A friend of mine recently told my daughter that she should marry an emotional man. I've been thinking quite a bit about this comment, and what it means to be an emotional person. In my mother's eyes, my maternal grandmother was overly emotional. As a child, my mother was constantly admonished not to do this or that because it might upset Mummy. Hence, she learned to discriminately control and repress her own emotions.
The reality is we are all emotional people - it's a big part of what makes us human. It's what we learn and choose to do with the emotions that matters. We can fight them, stuff them, deny them, ignore them or let them flow. Emotions are eager to flow like a river. They are pure expression. They are good, helpful and necessary. They are messengers. They are communication. Once they successfully convey their message, they happily dissipate. When we thwart their expression, they mutate into something less productive.

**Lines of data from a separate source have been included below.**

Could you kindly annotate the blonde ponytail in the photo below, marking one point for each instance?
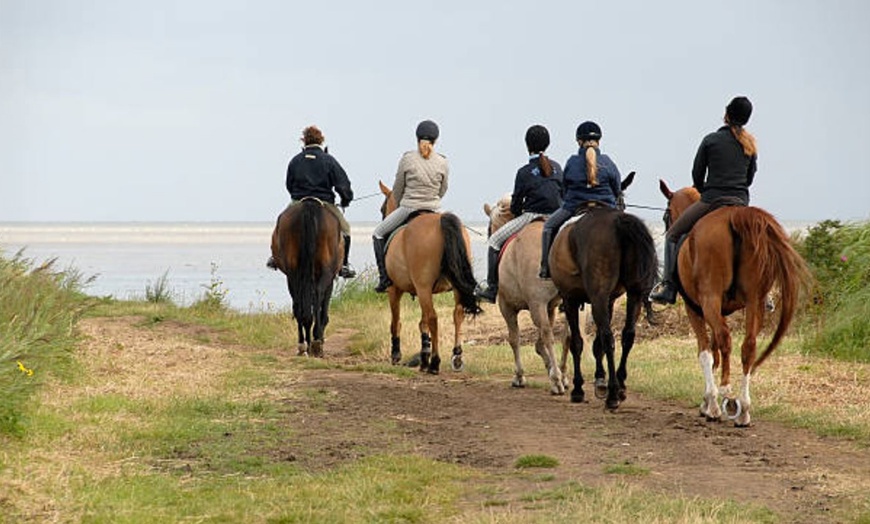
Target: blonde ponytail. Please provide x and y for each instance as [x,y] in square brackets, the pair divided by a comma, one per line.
[425,148]
[747,141]
[591,162]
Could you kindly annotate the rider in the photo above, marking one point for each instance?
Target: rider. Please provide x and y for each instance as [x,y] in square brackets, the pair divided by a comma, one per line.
[537,193]
[728,158]
[421,181]
[314,173]
[590,177]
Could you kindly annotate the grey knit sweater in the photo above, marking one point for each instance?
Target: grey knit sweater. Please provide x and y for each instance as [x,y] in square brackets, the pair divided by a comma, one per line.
[420,183]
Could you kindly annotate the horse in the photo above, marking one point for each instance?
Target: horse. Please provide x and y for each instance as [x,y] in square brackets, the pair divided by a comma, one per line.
[429,255]
[596,259]
[521,289]
[308,247]
[730,260]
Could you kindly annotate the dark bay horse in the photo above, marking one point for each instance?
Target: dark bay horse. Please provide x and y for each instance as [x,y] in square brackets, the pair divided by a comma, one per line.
[431,255]
[521,289]
[729,261]
[308,248]
[604,254]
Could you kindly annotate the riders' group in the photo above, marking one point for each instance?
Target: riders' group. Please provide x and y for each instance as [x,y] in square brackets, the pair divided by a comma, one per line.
[723,169]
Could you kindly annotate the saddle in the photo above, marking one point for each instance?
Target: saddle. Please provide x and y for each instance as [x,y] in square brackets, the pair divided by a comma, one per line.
[407,221]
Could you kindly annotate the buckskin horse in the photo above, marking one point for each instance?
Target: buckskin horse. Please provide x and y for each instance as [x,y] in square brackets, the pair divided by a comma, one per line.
[521,289]
[729,261]
[429,255]
[308,248]
[604,254]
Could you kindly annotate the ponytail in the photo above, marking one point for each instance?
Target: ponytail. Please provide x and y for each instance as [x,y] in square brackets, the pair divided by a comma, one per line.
[425,148]
[545,165]
[747,141]
[591,162]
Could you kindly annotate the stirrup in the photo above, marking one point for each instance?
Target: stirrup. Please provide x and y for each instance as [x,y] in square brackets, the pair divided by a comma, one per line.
[383,285]
[486,292]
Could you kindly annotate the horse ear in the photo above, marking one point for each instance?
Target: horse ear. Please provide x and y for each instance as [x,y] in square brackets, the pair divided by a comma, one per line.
[663,187]
[627,181]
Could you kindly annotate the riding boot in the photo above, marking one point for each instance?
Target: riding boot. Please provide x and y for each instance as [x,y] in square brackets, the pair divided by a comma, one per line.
[667,290]
[346,271]
[546,243]
[489,291]
[380,245]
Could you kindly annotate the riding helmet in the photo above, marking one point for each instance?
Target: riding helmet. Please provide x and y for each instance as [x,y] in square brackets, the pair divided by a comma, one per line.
[427,130]
[739,110]
[588,131]
[537,139]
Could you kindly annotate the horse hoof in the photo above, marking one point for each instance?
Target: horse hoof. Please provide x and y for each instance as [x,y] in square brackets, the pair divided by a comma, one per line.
[600,388]
[732,408]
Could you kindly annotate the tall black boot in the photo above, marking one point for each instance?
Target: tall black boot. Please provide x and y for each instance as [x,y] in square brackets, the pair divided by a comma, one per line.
[546,243]
[346,271]
[667,290]
[380,245]
[489,292]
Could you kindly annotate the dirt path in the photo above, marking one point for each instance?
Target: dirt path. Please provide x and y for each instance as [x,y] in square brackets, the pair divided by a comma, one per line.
[484,423]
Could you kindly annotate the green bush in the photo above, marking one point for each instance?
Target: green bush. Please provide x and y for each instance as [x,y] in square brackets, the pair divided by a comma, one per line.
[839,256]
[39,307]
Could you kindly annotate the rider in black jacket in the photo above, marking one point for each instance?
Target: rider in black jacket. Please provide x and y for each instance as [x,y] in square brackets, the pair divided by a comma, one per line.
[314,173]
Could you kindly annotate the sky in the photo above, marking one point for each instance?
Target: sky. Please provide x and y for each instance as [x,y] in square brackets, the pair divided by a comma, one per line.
[115,110]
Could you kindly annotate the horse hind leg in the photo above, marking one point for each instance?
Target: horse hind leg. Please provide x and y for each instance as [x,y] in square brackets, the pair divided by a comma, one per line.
[544,347]
[709,403]
[510,318]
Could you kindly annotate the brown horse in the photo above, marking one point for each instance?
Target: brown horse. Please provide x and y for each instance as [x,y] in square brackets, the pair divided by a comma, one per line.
[521,289]
[431,255]
[729,262]
[604,254]
[308,248]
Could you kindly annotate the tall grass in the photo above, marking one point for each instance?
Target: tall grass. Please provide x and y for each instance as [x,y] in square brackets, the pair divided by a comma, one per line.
[839,256]
[39,306]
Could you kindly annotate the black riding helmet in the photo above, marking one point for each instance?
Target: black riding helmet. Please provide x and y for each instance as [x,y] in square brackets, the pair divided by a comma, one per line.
[588,131]
[537,139]
[427,130]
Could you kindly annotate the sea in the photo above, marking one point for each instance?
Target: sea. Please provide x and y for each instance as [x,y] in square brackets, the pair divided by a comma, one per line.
[123,259]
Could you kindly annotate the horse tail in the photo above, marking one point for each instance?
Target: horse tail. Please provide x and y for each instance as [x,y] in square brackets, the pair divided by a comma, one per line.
[455,265]
[636,240]
[778,264]
[302,278]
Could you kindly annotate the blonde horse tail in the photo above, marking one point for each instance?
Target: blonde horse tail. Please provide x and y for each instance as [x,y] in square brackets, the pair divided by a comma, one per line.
[455,265]
[779,265]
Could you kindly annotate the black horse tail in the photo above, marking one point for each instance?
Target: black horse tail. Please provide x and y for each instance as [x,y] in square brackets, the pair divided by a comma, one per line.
[640,261]
[455,265]
[308,227]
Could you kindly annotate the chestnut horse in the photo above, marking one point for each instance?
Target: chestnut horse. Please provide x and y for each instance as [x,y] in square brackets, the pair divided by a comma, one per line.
[604,254]
[430,255]
[730,260]
[521,289]
[308,247]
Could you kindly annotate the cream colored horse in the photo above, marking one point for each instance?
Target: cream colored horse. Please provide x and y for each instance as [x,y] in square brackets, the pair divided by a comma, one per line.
[520,289]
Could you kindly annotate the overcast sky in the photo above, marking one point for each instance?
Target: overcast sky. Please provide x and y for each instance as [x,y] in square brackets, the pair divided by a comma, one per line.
[114,110]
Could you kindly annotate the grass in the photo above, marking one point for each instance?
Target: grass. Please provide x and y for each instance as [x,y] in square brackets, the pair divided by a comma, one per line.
[208,439]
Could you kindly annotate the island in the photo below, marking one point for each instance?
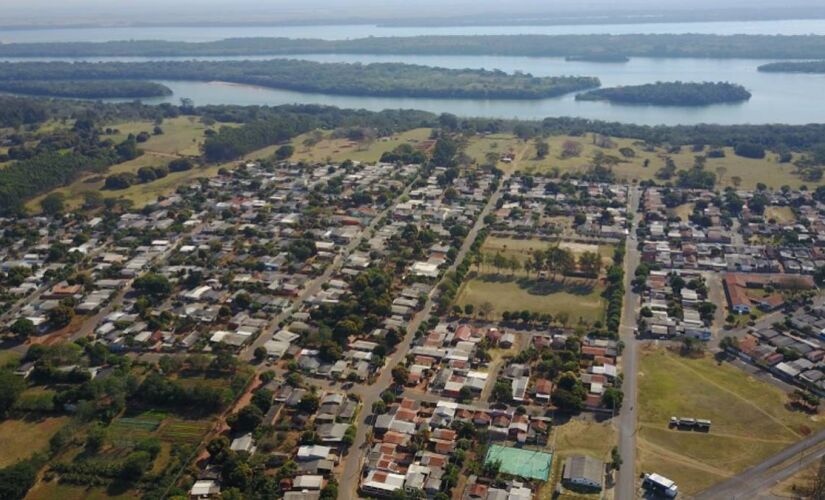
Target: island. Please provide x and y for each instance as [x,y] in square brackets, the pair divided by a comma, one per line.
[670,94]
[631,45]
[86,89]
[817,67]
[373,80]
[599,58]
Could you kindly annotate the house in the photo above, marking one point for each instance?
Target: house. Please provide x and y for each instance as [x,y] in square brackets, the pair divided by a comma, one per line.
[243,443]
[583,471]
[205,488]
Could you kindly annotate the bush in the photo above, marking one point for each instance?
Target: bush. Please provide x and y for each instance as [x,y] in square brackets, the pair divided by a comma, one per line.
[750,150]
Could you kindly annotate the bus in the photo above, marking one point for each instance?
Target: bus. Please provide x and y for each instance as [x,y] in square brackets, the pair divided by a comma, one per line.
[660,485]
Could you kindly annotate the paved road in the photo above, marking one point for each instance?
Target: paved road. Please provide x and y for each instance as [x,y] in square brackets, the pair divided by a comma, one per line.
[626,481]
[759,478]
[348,483]
[315,285]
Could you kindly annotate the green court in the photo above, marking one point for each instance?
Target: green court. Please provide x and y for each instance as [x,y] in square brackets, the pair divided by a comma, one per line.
[529,464]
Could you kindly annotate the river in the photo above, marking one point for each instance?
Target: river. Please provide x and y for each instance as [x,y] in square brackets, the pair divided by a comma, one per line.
[777,98]
[344,31]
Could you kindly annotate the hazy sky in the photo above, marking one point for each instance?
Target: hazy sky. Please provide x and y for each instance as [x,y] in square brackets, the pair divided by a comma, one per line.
[188,11]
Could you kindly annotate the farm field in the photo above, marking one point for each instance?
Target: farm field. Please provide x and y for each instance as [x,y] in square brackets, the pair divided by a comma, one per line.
[578,298]
[338,150]
[749,171]
[20,439]
[750,420]
[182,136]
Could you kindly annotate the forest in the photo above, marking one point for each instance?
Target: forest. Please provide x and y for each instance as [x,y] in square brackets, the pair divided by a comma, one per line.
[670,94]
[86,89]
[64,154]
[380,79]
[794,67]
[638,45]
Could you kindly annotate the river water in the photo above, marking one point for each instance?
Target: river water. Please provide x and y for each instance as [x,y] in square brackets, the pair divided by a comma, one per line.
[777,98]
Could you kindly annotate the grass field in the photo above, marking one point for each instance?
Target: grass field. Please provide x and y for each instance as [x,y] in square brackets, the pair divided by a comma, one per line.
[523,248]
[20,439]
[338,150]
[182,135]
[750,420]
[578,298]
[768,171]
[782,215]
[581,436]
[52,489]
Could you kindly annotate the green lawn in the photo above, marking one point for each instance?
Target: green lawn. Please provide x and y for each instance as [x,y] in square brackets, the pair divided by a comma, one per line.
[750,420]
[182,135]
[523,248]
[576,297]
[768,170]
[338,150]
[782,215]
[54,490]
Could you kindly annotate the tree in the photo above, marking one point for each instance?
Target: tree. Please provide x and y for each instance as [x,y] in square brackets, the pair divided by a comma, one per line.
[11,386]
[262,398]
[284,152]
[309,403]
[53,204]
[153,284]
[400,374]
[542,149]
[61,316]
[23,328]
[485,309]
[246,420]
[612,398]
[260,353]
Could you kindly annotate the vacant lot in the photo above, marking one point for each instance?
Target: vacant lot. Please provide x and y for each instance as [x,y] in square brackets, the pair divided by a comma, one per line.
[580,436]
[52,489]
[578,298]
[782,215]
[523,248]
[731,169]
[20,439]
[338,150]
[750,420]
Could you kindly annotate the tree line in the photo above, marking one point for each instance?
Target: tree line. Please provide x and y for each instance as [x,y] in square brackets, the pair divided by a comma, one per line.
[603,45]
[670,94]
[86,89]
[378,79]
[794,67]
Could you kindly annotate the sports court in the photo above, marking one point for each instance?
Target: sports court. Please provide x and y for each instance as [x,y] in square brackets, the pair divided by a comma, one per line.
[528,464]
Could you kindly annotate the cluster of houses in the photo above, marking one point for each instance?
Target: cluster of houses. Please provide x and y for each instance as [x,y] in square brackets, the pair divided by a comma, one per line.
[676,312]
[792,350]
[538,205]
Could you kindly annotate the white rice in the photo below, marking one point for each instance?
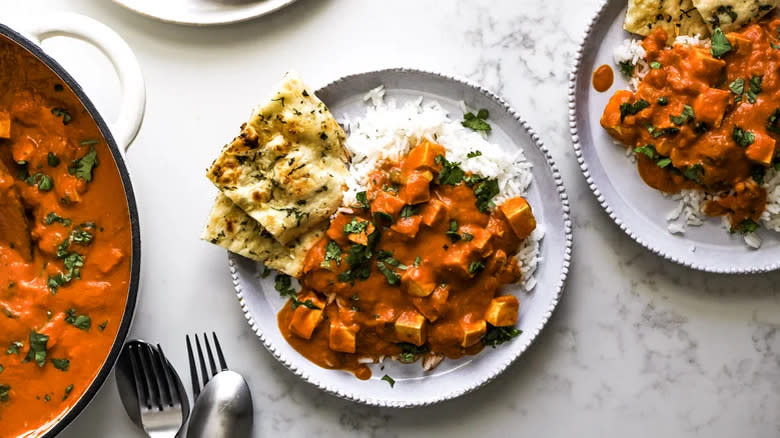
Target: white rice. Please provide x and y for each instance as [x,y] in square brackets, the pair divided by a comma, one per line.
[388,131]
[689,210]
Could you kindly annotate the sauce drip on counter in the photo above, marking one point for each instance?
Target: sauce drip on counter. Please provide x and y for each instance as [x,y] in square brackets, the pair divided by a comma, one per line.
[65,246]
[603,78]
[413,272]
[705,120]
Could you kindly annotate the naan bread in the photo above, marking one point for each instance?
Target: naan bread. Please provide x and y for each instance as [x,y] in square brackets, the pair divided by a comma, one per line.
[677,17]
[288,166]
[731,15]
[231,228]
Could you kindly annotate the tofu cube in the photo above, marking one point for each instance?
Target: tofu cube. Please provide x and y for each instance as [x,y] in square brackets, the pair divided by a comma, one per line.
[433,307]
[5,125]
[433,212]
[473,331]
[480,238]
[410,327]
[423,156]
[519,215]
[710,106]
[407,226]
[336,229]
[704,65]
[419,281]
[739,43]
[417,188]
[502,311]
[762,150]
[361,237]
[458,259]
[305,320]
[343,337]
[387,203]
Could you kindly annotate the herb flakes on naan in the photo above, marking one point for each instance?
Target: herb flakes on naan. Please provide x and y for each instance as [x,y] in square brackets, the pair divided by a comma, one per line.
[231,228]
[287,168]
[677,17]
[731,15]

Dealing with emotions can be scary business whether the feelings are our own or those of others. Our emotions can be used as weapons or a source of shame. The skill is to allow emotions to emerge and flow in a way that is respectful of the personal boundaries of all involved. The tricky part is trusting ourselves and those we are in relationship with enough to open our flood gates.That said, I hope my daughter marries someone who is expressive and communicative, comfortable with their emotional experience and supportive of hers.
I'd like to dedicate this blog post to my father-in-law who recently passed away. He was a deeply feeling man. He was also a deeply private man, and he was private with his emotions. He felt life intensely but rarely felt entirely comfortable with a public display of those feelings. and that's o.k.! He loved deeply and was deeply loved.